Kaj: Why MariaDB specifically?
Sumit: I spent significant time evaluating our database choices against ten critical parameters. The most important insight was this: many people in the industry think MariaDB is just a MySQL replacement. That thinking is wrong. MariaDB started there in 2008 — I know that. But right now it has created its own niche. It is a paradigm shift and it fits all of our purposes.
What I saw was a database marketplace. One platform — in-memory, RDBMS, high-performance columnar analytics. GridGain for ultra-low latency, ColumnStore for massive parallel processing, Galera for clustering. What I liked about the acquisitions is the growth mindset: not acquire and kill, like some large database companies do. MariaDB acquires and collaborates, embeds the best technology, and creates an ecosystem.
Stability matters to me too. I have seen analytics platforms change owners three times in a few years — and when your infrastructure keeps changing hands, you cannot make the long-term commitments your customers depend on. MariaDB started in 2008 with the courage to fight for independence. That mindset has held.
Kaj: What have you achieved so far, and what is next?
Sumit: Our online charging system runs today on MariaDB, serving customers up to 2 million subscribers. When we started, it was running at 200 TPS. After some tuning, 300. After the MariaDB India team visited us on-site, the same platform reached 850 TPS. But that is not the stopping point.
My objective for the next 100 days: scale to 50 million subscribers. The architecture is three layers — GridGain as the in-memory session store. As it supports ANSI SQL, so we don’t need to rewrite the application queries; MariaDB InnoDB for persistent transactional data; ColumnStore for analytics and CDR queries. With that stack, I expect 40,000 to 50,000 transactions per second.
Kaj: And AI?
Sumit: We are realistic. We build things that actually solve problems. Two are live already. First: a multilingual AI chatbot for call centers in the EMEA region, where travelers speak Russian, French, Arabic, Bengali — the operator cannot train staff for every language. Our AI detects the preferred language and handles the conversation, translating in real time if escalated to a human agent. It is not replacing anyone. It is helping agents understand customers who would otherwise feel lost.

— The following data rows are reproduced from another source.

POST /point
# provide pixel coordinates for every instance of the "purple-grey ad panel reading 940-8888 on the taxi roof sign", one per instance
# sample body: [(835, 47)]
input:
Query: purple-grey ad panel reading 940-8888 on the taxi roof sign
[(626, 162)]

Second: AI analytics on every call, not a sample. Transcript, sentiment, tone, issue classification — we call it coaching. The output feeds back to the app, so recurring billing problems eventually become self-service resolutions before the customer calls at all.
But the database is what makes it possible. When the AI agent fires a live query, I need the response before the user notices a pause. Without a database fast enough and integrated enough, the AI experience collapses.

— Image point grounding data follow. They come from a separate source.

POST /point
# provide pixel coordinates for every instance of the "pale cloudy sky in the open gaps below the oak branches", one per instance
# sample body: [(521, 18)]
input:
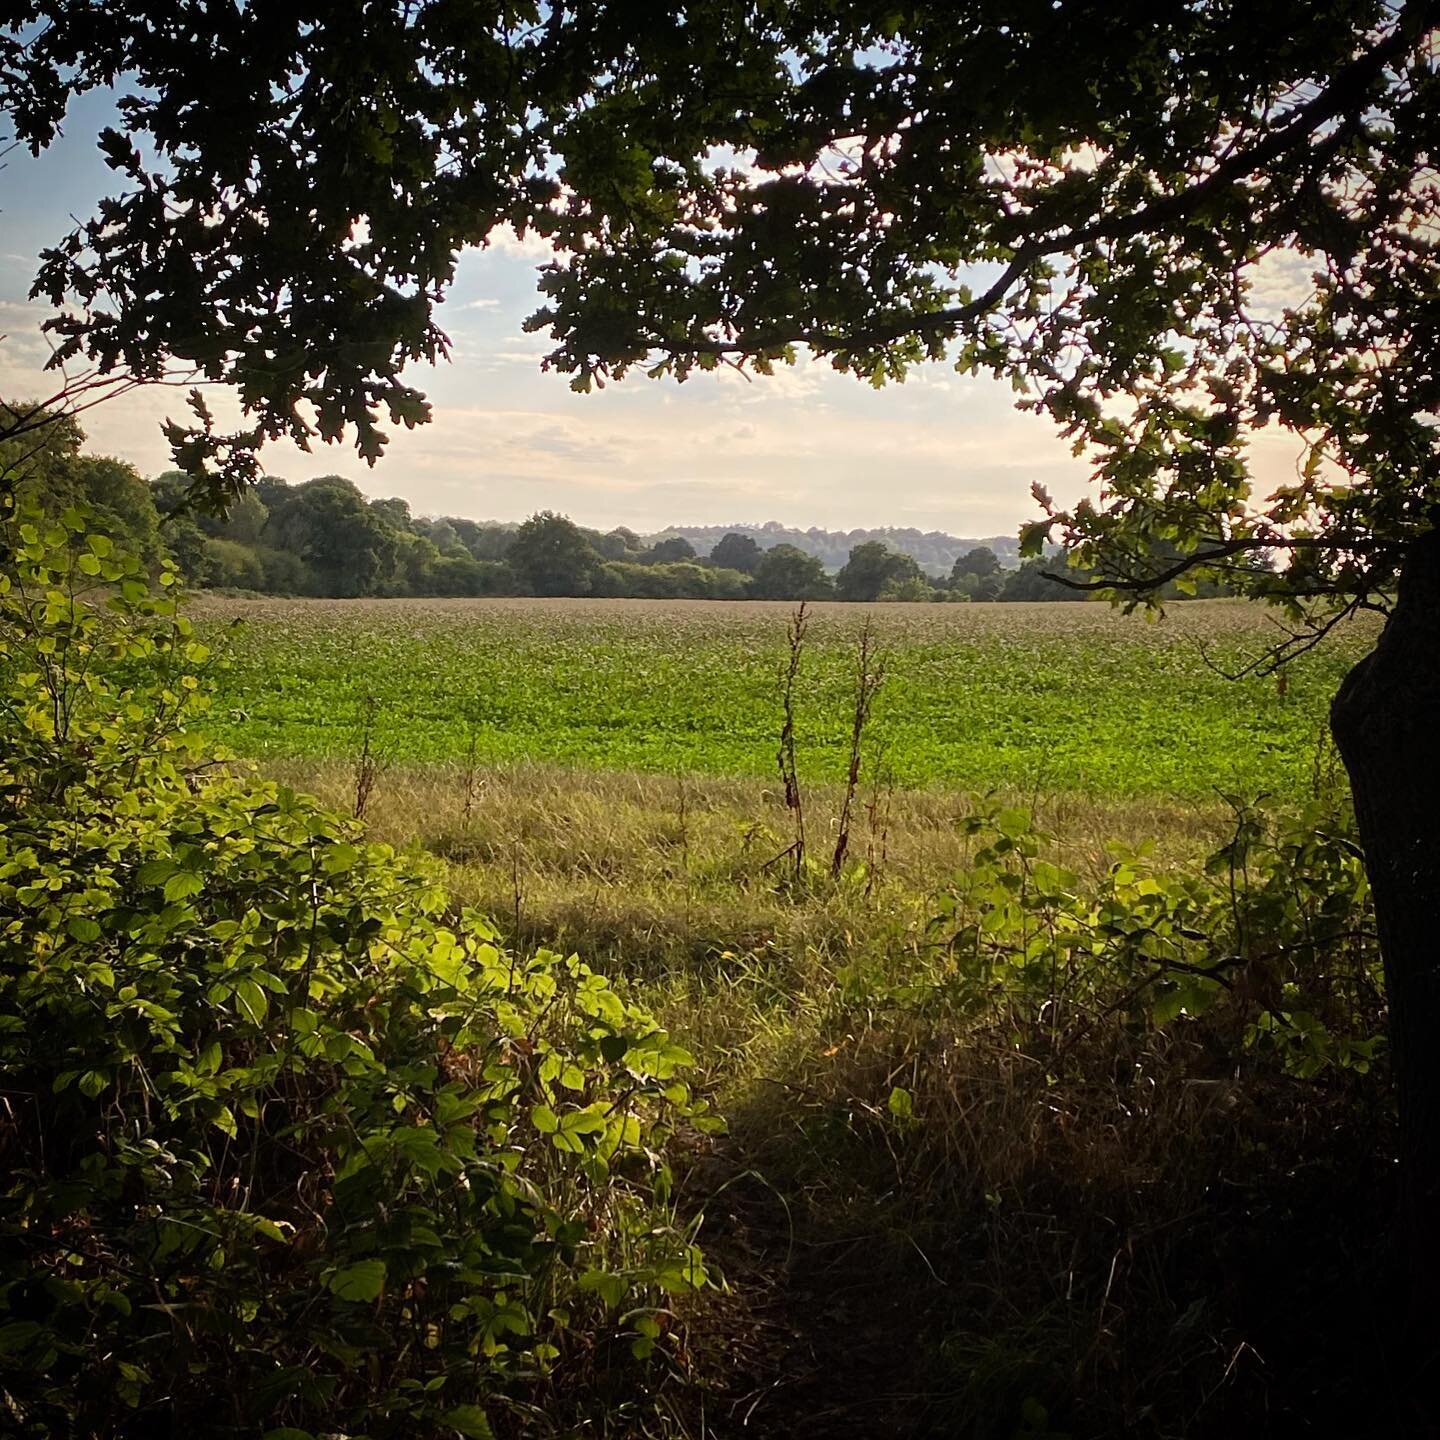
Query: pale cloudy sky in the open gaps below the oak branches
[(806, 447)]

Kaj: Any message for the MariaDB community?
Sumit: Change the market perception. MariaDB is not for small applications, not only for open-source enthusiasts, not only a MySQL replacement. It is a marketplace with all the flavours from small to large enterprises. In the last five to eight years, MariaDB have crossed the parent [1]. The child has surpassed. Now let’s prove it at tier-one scale — together.
[1] Interviewer’s note: I had to look up “cross the parent”. It turns out to be an Indian idiom meaning that a child has grown beyond its parent — a mark of the highest respect. Sumit is saying that MariaDB, born as a MySQL fork in 2008, has long since become greater than its origin.

Tayana is nominated for the MariaDB Foundation Sea Lions Champions Award in the Adoption & Industry Impact category.